While the mechanism by which intralipids suppresses NK function is not known, effects of fatty acids have been demonstrated to be mediated through receptors such as peroxisome proliferator-activated receptors (PPARs), G-protein-coupled receptors, and CD1 receptors. Furthermore, intralipids have been shown to stimulate the reticulo-endothelial system and remove ‘danger signals’ that can lead to pregnancy loss. Sedman et al. have found a significant fall of NK activity and lymphokine-activated killer activity after total parenteral nutrition regimens with long-chain triglycerides. Parenteral fat emulsions are known to accumulate in macrophages and to impair various functions of macrophages and those of the reticuloendothelial system. It was shown that the administration of fat emulsion, Intralipid 20%, to recipient mice can suppress NK cell activity probably through the impairment of the macrophage function.
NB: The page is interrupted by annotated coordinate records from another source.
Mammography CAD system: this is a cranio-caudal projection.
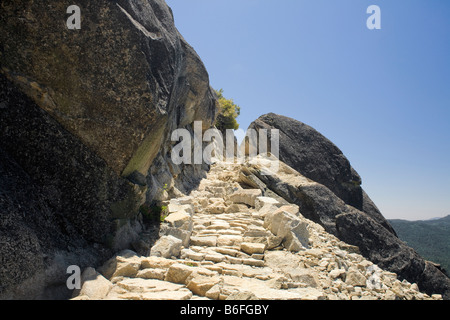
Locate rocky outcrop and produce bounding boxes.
[249,113,395,234]
[0,0,216,298]
[73,163,441,300]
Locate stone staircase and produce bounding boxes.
[73,163,441,300]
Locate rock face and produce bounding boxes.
[0,0,216,298]
[249,113,395,234]
[240,125,450,299]
[73,163,441,300]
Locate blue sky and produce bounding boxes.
[166,0,450,220]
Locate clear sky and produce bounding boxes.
[166,0,450,220]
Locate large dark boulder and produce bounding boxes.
[249,113,395,234]
[240,144,450,299]
[0,0,216,298]
[336,210,450,300]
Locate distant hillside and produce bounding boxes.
[389,215,450,274]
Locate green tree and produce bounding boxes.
[216,89,241,132]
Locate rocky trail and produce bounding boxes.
[73,163,441,300]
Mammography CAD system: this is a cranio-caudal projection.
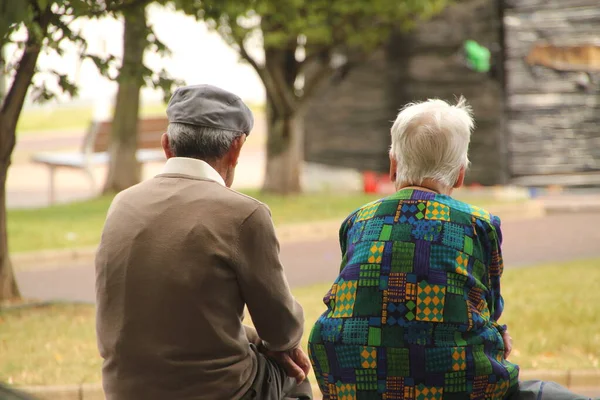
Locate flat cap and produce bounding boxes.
[167,85,254,135]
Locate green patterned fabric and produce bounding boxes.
[309,190,519,400]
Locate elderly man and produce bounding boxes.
[96,85,311,400]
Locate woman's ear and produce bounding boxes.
[453,167,467,189]
[390,153,398,182]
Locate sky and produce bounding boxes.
[15,7,265,114]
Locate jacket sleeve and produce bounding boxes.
[488,216,506,332]
[236,205,304,351]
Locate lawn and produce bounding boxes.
[17,104,167,135]
[8,191,516,252]
[17,103,264,135]
[7,191,377,252]
[0,259,600,385]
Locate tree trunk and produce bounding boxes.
[104,6,148,193]
[263,42,304,194]
[0,8,52,301]
[263,100,304,194]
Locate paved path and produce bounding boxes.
[17,213,600,301]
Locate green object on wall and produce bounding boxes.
[464,40,491,72]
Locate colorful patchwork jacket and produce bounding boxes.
[309,189,519,400]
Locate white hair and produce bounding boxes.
[390,96,474,187]
[167,122,243,161]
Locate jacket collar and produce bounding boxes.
[161,157,225,186]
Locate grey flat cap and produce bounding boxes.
[167,85,254,135]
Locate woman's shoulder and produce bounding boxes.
[434,194,500,228]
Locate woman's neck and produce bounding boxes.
[396,179,453,196]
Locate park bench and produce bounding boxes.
[32,117,169,204]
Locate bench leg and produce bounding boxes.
[85,168,96,196]
[48,165,56,205]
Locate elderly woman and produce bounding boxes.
[309,98,588,400]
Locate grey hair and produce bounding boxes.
[167,123,244,161]
[390,96,474,187]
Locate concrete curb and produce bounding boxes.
[18,383,105,400]
[18,370,600,400]
[11,200,546,269]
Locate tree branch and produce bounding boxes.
[300,62,334,107]
[265,54,298,111]
[227,34,292,114]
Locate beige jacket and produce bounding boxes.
[96,158,304,400]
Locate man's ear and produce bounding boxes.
[160,133,175,160]
[227,135,246,167]
[453,167,467,189]
[390,153,398,182]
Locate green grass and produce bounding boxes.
[8,191,516,252]
[8,191,376,252]
[17,103,264,135]
[17,104,167,134]
[0,259,600,385]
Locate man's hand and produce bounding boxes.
[264,347,310,384]
[502,329,512,359]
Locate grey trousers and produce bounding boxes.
[241,345,313,400]
[508,380,590,400]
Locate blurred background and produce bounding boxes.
[0,0,600,398]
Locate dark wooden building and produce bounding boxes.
[305,0,600,185]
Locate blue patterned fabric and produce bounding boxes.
[309,189,519,400]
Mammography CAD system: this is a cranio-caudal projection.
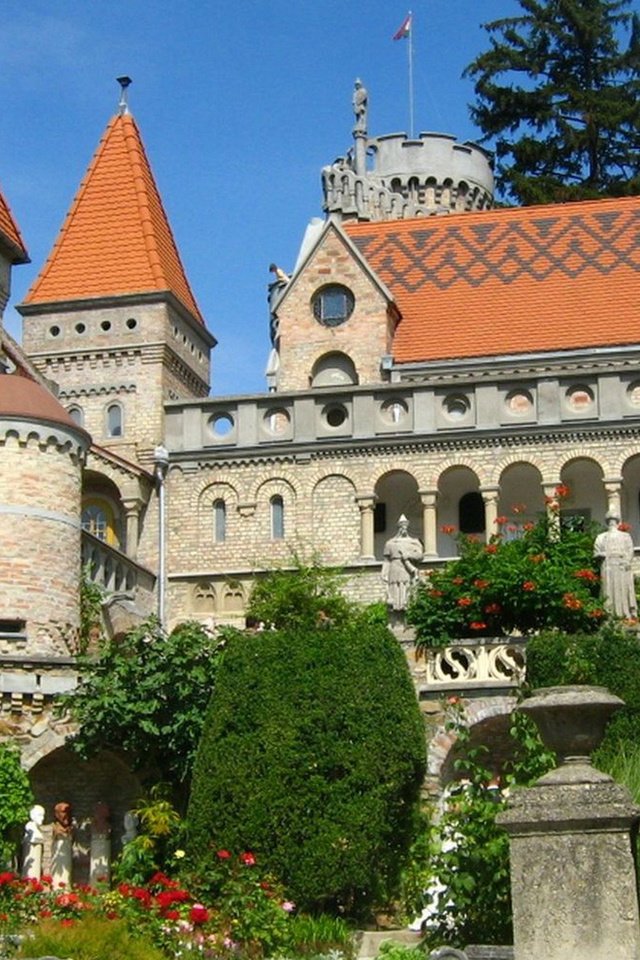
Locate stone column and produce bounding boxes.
[480,487,500,543]
[122,497,142,560]
[356,494,376,560]
[418,490,438,560]
[602,477,622,518]
[498,687,640,960]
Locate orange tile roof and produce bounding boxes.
[345,197,640,363]
[25,114,204,323]
[0,190,29,263]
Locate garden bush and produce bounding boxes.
[408,486,605,649]
[187,608,425,916]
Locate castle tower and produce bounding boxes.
[0,372,91,656]
[322,80,493,221]
[19,84,215,465]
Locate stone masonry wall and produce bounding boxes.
[0,428,80,654]
[277,230,393,390]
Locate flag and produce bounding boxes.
[393,13,411,40]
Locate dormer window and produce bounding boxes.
[311,283,355,327]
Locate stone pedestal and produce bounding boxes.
[498,687,640,960]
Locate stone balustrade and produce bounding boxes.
[82,530,156,597]
[423,637,526,694]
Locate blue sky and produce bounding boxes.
[0,0,640,395]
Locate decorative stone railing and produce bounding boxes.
[425,637,525,692]
[82,530,156,596]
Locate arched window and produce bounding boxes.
[213,500,227,543]
[458,491,487,533]
[82,497,119,547]
[107,403,124,437]
[269,494,284,540]
[68,407,84,427]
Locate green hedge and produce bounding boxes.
[187,617,425,915]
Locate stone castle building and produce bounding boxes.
[0,84,640,856]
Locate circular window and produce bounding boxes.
[505,390,533,417]
[264,407,291,436]
[209,413,234,438]
[311,283,355,327]
[443,393,470,420]
[324,403,349,428]
[567,386,593,413]
[380,398,408,423]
When the pregnancy outcomes of women with a history of reproductive failure and elevated NK cell cytotoxicity treated with intralipid were compared with age- and indication-matched women treated with IVIg, no significant differences were seen (Fig. 4). The overall livebirth/ongoing pregnancy rate per cycle of treatment was 61% for women treated with intralipid and 56% with IVIg.
Elevated APAs are equally prevalent among women experiencing unexplained infertility, recurrent implantation failure, and recurrent pregnancy loss. Heparin and aspirin are successful in the treatment of elevated APA among women with recurrent miscarriage but not with recurrent implantation failure. IVIg has been successful in the treatment of recurrent miscarriage and recurrent implantation failure among women with elevated APA and/or NK cell activity. Intralipid is effective in the treatment of women experiencing reproductive failure who display elevated NK cell activity. The question at hand is ‘Does immunotherapy for treatment of reproductive failure enhance livebirths?’ The answer to the question is yes, BUT a treatment is more likely to work if it is given to those with physiological abnormality that the treatment can correct, and, if the treatment in fact corrects it. IVIg and intralipid are both effective in suppressing NK cell cytotoxicity and enhancing live births among women experiencing reproductive failure who display elevated NK cell activity. The results suggest that intralipid can be used successfully as a therapeutic option to modulate abnormal NK activity in women with reproductive problems.